Guts and Glory is a unique racing(?) obstacle course game. You control one of a few different contestants in a deadly run through obstacle courses set up in suburbia. You flail your character around the landscape peppered with swinging blades, ramps, and errant pedestrians. The rag physics cause everyone and everything to flop around wildly, and most attempts to run the obstacle course result in hilariously gruesome death scenes where limbs and bodies part ways and gush buckets of not corn syrup all over the landscape. I was introduced to this game by watching let's play footage from the Game Grumps, and I kind of wish that I had left it at that.
Getting used to the controls is so much of a challenge, that it doesn't even seem worth going through the motions just to progress slightly further in the obstacle course before you die a painfully horrible, degrading, but comically cartoonish style death.


Hello Neighbor

I honestly don't understand why this game has received so much praise. I don't know if the Switch version is inherently broken, or if every version has controlled this poorly, but the game is nearly unplayable. You start off by witnessing your neighbor probably horribly murdering someone, and then must apparently infiltrate his house and collect evidence (I guess) to incriminate him, while not getting caught and presumably murdered yourself. The problem is that you're supposed to be a young child, and so the game is played from that perspective. Unfortunately, it seems as though you are a very, very short child. The doorknob seems to be feet above you instead of mere inches, or eye level.
The first person perspective, especially so low, makes it difficult to judge where and how you are going somewhere, and it isn't really obvious or explained how you interact with anything. There are prompts to show you what you are supposed to get, but no real explanation for how you do it. I suppose part of the game's puzzle is working out the controls and such...but that makes for an uninteresting introduction that just makes me not care.

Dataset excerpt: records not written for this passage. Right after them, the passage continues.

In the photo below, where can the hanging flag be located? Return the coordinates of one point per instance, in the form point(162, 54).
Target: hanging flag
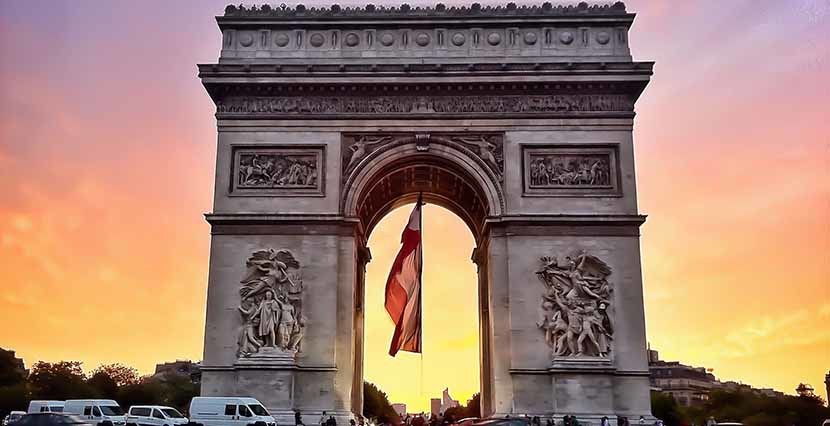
point(403, 288)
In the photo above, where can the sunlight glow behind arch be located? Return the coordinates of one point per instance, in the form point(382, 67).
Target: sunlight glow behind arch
point(450, 313)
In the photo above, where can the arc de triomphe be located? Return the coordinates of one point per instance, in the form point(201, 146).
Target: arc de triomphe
point(518, 119)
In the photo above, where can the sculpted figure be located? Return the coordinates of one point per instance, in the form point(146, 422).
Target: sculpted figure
point(287, 323)
point(271, 303)
point(575, 302)
point(268, 311)
point(248, 340)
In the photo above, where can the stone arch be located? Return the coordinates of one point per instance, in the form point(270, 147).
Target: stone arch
point(446, 172)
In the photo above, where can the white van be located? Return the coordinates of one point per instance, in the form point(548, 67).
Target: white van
point(229, 411)
point(13, 417)
point(97, 411)
point(45, 407)
point(155, 415)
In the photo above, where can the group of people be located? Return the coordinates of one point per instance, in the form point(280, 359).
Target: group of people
point(556, 171)
point(573, 421)
point(272, 170)
point(577, 296)
point(271, 303)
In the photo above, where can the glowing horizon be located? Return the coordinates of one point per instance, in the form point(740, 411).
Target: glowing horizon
point(107, 152)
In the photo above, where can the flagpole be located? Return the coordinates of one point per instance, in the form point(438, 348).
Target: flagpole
point(421, 275)
point(421, 293)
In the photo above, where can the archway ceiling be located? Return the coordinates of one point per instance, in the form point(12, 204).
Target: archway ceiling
point(440, 183)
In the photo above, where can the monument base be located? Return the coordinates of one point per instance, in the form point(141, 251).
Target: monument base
point(269, 357)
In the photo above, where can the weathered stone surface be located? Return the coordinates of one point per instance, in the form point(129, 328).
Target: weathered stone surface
point(518, 119)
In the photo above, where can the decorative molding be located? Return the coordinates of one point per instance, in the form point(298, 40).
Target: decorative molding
point(271, 305)
point(405, 105)
point(487, 148)
point(440, 10)
point(570, 170)
point(278, 170)
point(576, 302)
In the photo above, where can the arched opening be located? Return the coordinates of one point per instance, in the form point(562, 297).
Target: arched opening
point(450, 357)
point(459, 187)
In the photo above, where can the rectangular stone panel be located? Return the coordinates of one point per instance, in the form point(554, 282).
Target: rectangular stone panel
point(278, 170)
point(571, 170)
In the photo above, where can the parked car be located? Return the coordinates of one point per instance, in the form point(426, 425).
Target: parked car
point(154, 415)
point(13, 417)
point(45, 407)
point(104, 412)
point(468, 421)
point(508, 421)
point(228, 411)
point(52, 419)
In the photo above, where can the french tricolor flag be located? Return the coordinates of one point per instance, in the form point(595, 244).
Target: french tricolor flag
point(403, 288)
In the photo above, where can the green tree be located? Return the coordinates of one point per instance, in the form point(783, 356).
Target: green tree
point(665, 408)
point(10, 372)
point(61, 380)
point(13, 393)
point(147, 392)
point(121, 374)
point(103, 385)
point(376, 405)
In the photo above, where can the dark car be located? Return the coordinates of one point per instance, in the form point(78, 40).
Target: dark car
point(50, 419)
point(467, 421)
point(509, 421)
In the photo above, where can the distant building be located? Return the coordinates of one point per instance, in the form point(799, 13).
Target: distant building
point(400, 408)
point(18, 362)
point(179, 368)
point(688, 385)
point(691, 385)
point(435, 406)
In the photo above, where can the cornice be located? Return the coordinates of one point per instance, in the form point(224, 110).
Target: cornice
point(474, 10)
point(464, 69)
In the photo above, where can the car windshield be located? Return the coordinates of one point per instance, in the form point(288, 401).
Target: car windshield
point(173, 413)
point(69, 419)
point(112, 410)
point(258, 410)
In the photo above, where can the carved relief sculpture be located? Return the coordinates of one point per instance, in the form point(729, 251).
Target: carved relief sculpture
point(271, 305)
point(570, 170)
point(575, 304)
point(566, 169)
point(395, 105)
point(277, 170)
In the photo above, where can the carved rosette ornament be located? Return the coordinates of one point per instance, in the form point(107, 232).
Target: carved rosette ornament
point(576, 305)
point(271, 306)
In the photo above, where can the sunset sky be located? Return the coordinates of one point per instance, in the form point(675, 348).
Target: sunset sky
point(107, 151)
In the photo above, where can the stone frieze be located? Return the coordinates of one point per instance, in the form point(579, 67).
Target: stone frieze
point(392, 105)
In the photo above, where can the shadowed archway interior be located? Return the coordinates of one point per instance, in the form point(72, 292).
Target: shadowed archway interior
point(443, 175)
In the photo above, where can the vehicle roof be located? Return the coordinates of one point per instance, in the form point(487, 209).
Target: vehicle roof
point(149, 406)
point(245, 399)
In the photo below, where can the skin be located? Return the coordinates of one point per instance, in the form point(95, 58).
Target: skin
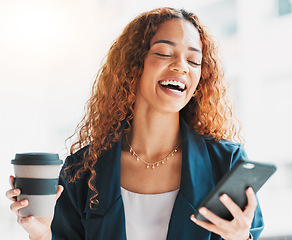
point(37, 227)
point(175, 52)
point(156, 113)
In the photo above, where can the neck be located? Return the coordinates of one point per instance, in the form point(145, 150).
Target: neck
point(154, 135)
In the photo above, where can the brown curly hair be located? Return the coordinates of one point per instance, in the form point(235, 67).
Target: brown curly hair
point(112, 101)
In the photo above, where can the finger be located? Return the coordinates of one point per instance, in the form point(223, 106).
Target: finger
point(25, 220)
point(251, 203)
point(209, 226)
point(11, 181)
point(12, 194)
point(233, 208)
point(213, 218)
point(59, 191)
point(18, 205)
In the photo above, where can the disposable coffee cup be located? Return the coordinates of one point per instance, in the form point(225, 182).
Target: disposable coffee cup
point(37, 176)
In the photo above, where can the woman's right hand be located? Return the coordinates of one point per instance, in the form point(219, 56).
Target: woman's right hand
point(37, 227)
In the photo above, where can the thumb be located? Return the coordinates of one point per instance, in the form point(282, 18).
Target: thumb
point(59, 191)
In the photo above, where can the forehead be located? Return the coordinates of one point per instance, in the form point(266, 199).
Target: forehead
point(178, 31)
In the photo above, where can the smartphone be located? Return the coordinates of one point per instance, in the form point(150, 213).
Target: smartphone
point(242, 175)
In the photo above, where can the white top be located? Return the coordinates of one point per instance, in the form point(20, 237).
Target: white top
point(147, 215)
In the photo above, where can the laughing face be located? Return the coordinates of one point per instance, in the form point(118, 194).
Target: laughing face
point(172, 67)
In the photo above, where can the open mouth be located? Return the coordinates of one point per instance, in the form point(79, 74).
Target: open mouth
point(173, 85)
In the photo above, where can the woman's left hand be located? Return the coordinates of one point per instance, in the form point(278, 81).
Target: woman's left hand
point(239, 226)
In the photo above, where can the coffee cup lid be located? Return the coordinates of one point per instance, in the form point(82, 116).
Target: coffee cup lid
point(36, 159)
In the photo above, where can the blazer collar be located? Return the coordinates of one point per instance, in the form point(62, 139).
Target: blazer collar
point(197, 172)
point(196, 182)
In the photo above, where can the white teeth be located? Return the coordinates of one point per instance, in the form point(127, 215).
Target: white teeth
point(174, 83)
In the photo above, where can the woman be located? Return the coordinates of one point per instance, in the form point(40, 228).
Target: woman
point(154, 142)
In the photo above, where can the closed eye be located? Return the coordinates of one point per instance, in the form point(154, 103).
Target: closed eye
point(194, 63)
point(162, 55)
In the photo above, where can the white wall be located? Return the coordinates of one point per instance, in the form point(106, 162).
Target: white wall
point(50, 52)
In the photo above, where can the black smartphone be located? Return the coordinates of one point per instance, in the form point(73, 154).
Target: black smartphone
point(242, 175)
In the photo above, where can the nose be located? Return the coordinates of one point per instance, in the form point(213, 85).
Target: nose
point(179, 66)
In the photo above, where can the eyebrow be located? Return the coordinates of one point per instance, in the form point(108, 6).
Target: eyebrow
point(174, 44)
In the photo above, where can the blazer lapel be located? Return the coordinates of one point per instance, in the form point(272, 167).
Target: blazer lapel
point(107, 219)
point(196, 182)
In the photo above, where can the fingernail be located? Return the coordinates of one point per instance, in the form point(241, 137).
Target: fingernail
point(224, 197)
point(203, 211)
point(24, 202)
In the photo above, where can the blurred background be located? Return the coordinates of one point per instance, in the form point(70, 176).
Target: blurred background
point(50, 52)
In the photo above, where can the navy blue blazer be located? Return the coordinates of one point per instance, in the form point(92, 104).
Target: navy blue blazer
point(204, 162)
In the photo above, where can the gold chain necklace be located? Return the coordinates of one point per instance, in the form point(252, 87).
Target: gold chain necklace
point(156, 164)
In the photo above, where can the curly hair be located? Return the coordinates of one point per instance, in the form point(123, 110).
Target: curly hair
point(112, 100)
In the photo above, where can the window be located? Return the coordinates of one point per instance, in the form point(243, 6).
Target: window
point(284, 7)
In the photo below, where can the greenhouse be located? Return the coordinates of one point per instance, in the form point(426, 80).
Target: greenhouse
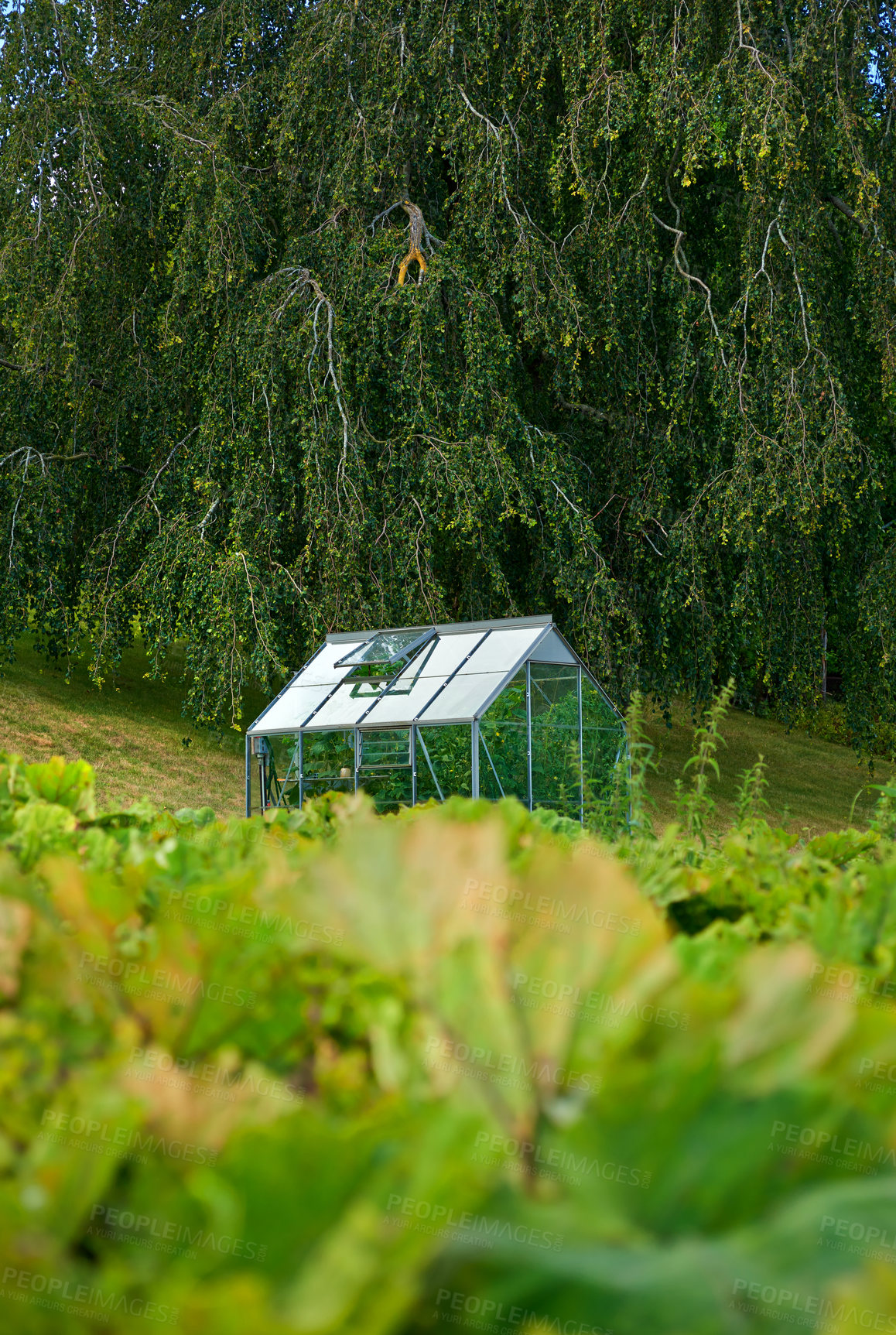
point(482, 709)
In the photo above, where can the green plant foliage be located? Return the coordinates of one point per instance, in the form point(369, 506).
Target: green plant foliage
point(340, 314)
point(329, 1073)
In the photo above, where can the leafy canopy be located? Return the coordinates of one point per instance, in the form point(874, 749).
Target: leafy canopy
point(370, 313)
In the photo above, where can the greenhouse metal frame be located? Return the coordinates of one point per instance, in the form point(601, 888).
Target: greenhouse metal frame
point(482, 709)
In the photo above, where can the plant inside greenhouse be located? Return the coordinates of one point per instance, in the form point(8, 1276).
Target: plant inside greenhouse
point(480, 709)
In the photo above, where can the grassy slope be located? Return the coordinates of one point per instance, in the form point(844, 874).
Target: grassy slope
point(132, 733)
point(812, 782)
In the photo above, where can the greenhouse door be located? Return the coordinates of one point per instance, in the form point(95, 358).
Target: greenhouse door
point(385, 767)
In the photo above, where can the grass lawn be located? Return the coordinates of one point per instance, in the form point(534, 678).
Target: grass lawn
point(812, 782)
point(134, 734)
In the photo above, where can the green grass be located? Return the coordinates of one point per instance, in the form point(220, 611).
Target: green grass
point(132, 732)
point(812, 784)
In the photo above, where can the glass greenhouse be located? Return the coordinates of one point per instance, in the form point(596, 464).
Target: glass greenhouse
point(484, 709)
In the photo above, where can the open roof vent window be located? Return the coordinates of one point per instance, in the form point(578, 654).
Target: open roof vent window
point(385, 652)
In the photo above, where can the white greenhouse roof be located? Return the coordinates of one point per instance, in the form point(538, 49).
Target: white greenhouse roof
point(437, 674)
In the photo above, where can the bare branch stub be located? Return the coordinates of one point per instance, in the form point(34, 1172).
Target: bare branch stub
point(419, 235)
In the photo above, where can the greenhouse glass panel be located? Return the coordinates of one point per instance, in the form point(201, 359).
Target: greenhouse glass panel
point(386, 648)
point(282, 771)
point(296, 705)
point(462, 697)
point(603, 741)
point(504, 650)
point(351, 701)
point(385, 771)
point(556, 765)
point(385, 748)
point(504, 762)
point(443, 762)
point(329, 757)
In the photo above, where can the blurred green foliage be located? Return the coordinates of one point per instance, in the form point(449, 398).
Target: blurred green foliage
point(465, 1066)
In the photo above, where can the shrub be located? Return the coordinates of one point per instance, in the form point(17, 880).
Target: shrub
point(334, 1073)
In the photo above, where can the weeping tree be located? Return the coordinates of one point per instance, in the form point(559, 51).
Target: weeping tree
point(360, 313)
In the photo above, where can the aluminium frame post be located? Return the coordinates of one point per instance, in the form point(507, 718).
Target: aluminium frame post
point(581, 752)
point(529, 729)
point(248, 776)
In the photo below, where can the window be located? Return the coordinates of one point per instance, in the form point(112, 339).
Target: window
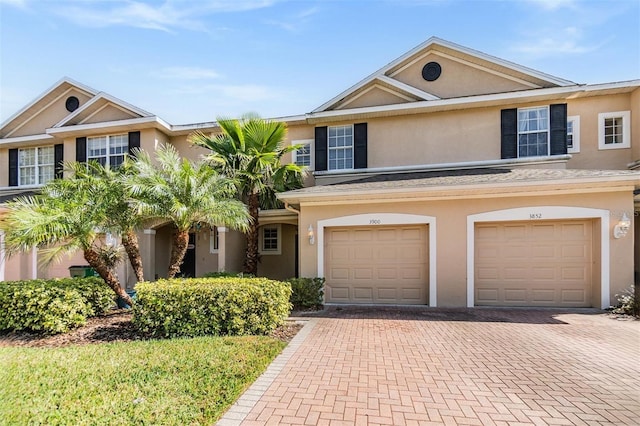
point(573, 134)
point(214, 240)
point(36, 166)
point(340, 145)
point(533, 131)
point(270, 239)
point(614, 130)
point(108, 149)
point(303, 156)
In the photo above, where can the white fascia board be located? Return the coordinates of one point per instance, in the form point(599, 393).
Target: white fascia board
point(454, 103)
point(18, 140)
point(212, 125)
point(468, 191)
point(63, 80)
point(462, 165)
point(108, 98)
point(406, 88)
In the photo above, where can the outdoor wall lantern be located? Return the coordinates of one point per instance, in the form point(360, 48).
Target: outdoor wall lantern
point(311, 235)
point(622, 228)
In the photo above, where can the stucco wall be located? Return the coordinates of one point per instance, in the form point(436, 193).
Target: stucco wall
point(451, 231)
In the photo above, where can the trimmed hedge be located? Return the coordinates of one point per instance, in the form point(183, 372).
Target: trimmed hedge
point(307, 292)
point(52, 306)
point(211, 306)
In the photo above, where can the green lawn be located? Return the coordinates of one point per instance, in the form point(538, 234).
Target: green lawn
point(168, 382)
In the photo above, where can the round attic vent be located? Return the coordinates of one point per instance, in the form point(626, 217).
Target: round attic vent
point(431, 71)
point(72, 103)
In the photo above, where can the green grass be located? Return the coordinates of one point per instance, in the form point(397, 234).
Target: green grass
point(168, 382)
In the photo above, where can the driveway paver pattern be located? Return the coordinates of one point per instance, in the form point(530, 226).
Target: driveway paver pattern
point(421, 366)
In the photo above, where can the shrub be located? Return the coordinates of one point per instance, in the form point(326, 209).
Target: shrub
point(307, 292)
point(628, 302)
point(225, 274)
point(52, 306)
point(211, 306)
point(98, 296)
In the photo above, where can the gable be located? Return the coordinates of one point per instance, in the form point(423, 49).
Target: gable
point(460, 72)
point(45, 113)
point(375, 95)
point(458, 78)
point(107, 112)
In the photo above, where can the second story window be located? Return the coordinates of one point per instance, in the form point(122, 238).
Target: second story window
point(108, 149)
point(573, 134)
point(533, 132)
point(302, 156)
point(340, 145)
point(36, 165)
point(614, 130)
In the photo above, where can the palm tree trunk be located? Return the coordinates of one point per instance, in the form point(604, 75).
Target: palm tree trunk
point(132, 247)
point(178, 250)
point(107, 274)
point(251, 259)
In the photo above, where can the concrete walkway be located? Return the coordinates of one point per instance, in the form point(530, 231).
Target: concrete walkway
point(415, 366)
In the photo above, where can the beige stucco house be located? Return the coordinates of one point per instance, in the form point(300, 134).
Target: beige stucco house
point(448, 177)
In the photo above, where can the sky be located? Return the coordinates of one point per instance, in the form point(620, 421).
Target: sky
point(191, 61)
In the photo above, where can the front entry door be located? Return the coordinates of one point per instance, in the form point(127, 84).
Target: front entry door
point(188, 267)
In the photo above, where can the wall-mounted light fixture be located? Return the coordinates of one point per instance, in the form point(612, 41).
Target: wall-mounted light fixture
point(311, 235)
point(622, 228)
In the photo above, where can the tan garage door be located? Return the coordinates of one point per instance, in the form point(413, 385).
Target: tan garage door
point(377, 264)
point(547, 263)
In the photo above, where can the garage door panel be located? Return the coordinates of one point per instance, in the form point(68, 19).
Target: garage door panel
point(377, 264)
point(577, 296)
point(540, 264)
point(515, 295)
point(543, 296)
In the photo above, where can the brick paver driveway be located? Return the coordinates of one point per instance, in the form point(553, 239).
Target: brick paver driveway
point(398, 366)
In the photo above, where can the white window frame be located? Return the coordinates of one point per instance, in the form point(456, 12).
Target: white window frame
point(520, 132)
point(214, 240)
point(575, 121)
point(37, 165)
point(108, 154)
point(276, 251)
point(626, 129)
point(342, 148)
point(294, 154)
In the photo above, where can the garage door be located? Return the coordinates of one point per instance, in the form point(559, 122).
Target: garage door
point(377, 264)
point(534, 264)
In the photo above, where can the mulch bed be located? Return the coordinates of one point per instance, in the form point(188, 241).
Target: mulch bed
point(115, 326)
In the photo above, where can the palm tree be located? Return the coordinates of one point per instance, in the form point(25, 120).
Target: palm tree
point(186, 194)
point(250, 151)
point(120, 216)
point(66, 216)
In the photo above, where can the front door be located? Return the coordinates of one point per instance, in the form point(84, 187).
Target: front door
point(188, 267)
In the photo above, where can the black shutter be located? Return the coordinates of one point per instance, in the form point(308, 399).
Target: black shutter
point(509, 133)
point(81, 150)
point(360, 146)
point(134, 141)
point(13, 167)
point(321, 148)
point(58, 158)
point(558, 127)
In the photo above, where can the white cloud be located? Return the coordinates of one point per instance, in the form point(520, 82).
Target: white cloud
point(554, 4)
point(167, 16)
point(16, 3)
point(297, 21)
point(187, 73)
point(233, 92)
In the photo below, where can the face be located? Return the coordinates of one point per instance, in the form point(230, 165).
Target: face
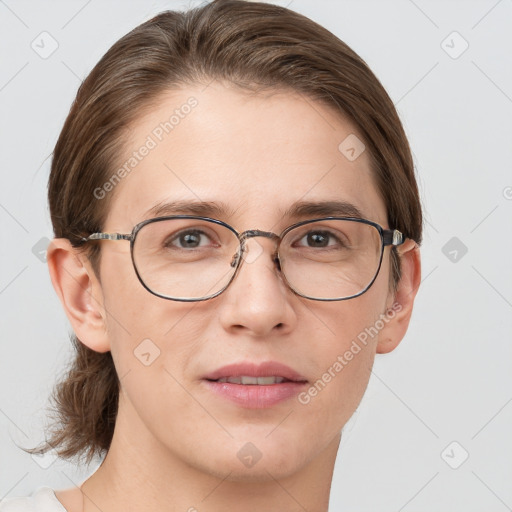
point(255, 157)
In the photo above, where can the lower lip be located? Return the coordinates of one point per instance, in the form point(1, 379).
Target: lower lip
point(256, 396)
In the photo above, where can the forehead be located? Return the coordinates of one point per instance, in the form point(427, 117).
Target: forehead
point(255, 156)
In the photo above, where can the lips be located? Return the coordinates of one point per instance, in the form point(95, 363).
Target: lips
point(255, 386)
point(246, 373)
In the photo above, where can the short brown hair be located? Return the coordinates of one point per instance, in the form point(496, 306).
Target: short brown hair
point(255, 46)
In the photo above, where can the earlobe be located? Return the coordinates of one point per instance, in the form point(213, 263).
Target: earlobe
point(401, 304)
point(79, 292)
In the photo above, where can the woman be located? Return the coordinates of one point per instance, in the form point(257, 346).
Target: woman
point(236, 225)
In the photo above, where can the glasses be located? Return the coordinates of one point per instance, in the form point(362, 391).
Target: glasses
point(191, 258)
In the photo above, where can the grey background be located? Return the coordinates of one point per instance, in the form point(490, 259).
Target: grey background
point(449, 381)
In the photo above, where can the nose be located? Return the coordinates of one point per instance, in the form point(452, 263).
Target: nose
point(258, 301)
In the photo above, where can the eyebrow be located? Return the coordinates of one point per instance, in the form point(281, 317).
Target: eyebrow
point(218, 210)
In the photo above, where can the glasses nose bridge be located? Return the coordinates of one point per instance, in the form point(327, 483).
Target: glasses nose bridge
point(253, 233)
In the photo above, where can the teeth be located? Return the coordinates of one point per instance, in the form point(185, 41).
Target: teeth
point(258, 381)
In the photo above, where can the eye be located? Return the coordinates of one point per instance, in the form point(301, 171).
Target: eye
point(189, 239)
point(319, 239)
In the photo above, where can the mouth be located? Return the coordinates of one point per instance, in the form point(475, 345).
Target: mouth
point(247, 380)
point(255, 386)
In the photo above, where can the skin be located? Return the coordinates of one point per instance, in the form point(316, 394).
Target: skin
point(175, 444)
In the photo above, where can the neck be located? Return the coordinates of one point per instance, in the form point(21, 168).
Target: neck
point(147, 476)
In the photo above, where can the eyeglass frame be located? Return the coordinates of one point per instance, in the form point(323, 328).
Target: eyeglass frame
point(389, 237)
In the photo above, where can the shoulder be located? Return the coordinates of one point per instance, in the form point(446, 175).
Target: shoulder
point(43, 499)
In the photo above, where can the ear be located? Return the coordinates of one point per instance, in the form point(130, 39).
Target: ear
point(80, 293)
point(401, 304)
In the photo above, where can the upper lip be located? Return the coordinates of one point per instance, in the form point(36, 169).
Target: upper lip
point(265, 369)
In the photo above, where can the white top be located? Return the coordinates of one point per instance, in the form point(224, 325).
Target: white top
point(43, 499)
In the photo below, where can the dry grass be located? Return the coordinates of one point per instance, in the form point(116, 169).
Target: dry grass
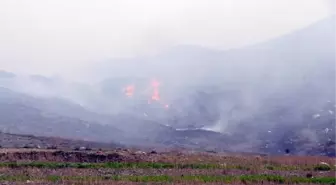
point(228, 165)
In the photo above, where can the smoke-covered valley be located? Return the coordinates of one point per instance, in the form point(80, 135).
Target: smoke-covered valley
point(267, 97)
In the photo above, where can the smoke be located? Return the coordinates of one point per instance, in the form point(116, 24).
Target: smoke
point(254, 94)
point(332, 5)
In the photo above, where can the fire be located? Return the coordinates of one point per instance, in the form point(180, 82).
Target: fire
point(129, 90)
point(155, 96)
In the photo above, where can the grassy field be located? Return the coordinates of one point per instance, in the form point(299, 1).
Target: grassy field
point(131, 167)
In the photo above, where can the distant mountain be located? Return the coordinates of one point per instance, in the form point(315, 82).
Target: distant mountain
point(281, 83)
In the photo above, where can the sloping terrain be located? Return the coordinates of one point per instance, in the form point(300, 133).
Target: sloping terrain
point(16, 142)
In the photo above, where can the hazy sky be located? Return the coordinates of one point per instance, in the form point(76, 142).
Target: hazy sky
point(56, 36)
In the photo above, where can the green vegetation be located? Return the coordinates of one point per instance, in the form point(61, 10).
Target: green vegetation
point(164, 178)
point(119, 165)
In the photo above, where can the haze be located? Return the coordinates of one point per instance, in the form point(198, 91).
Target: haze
point(65, 37)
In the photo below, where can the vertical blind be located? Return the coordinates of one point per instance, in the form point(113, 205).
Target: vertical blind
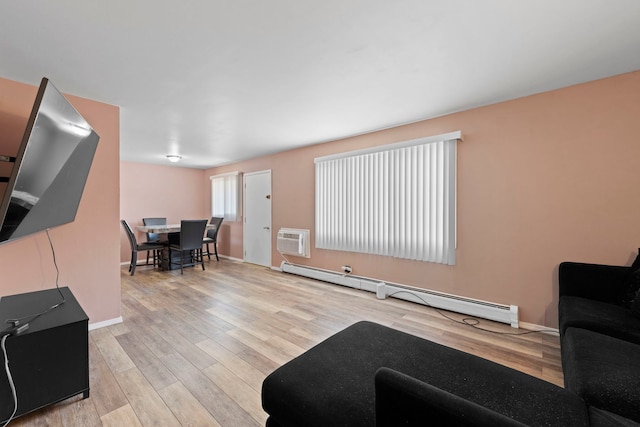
point(225, 196)
point(397, 200)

These are games that I will be dedicating more time to in the coming weeks, in addition to other games that I have previously mentioned in other preview articles. After the coming weeks, I will be taking an official hiatus from the blog for some self care time. I've dedicated all of my available video game time to bringing my opinion and analysis of over 150 games since last November, and I need some time to just kick back and relax while playing a game.
While I will still provide coverage for any games sent to me by existing contacts within the industry or requested by myself months ago, I won't be taking on anything new while I get myself officially caught up and rested. Thanks everyone for your continued support and understanding.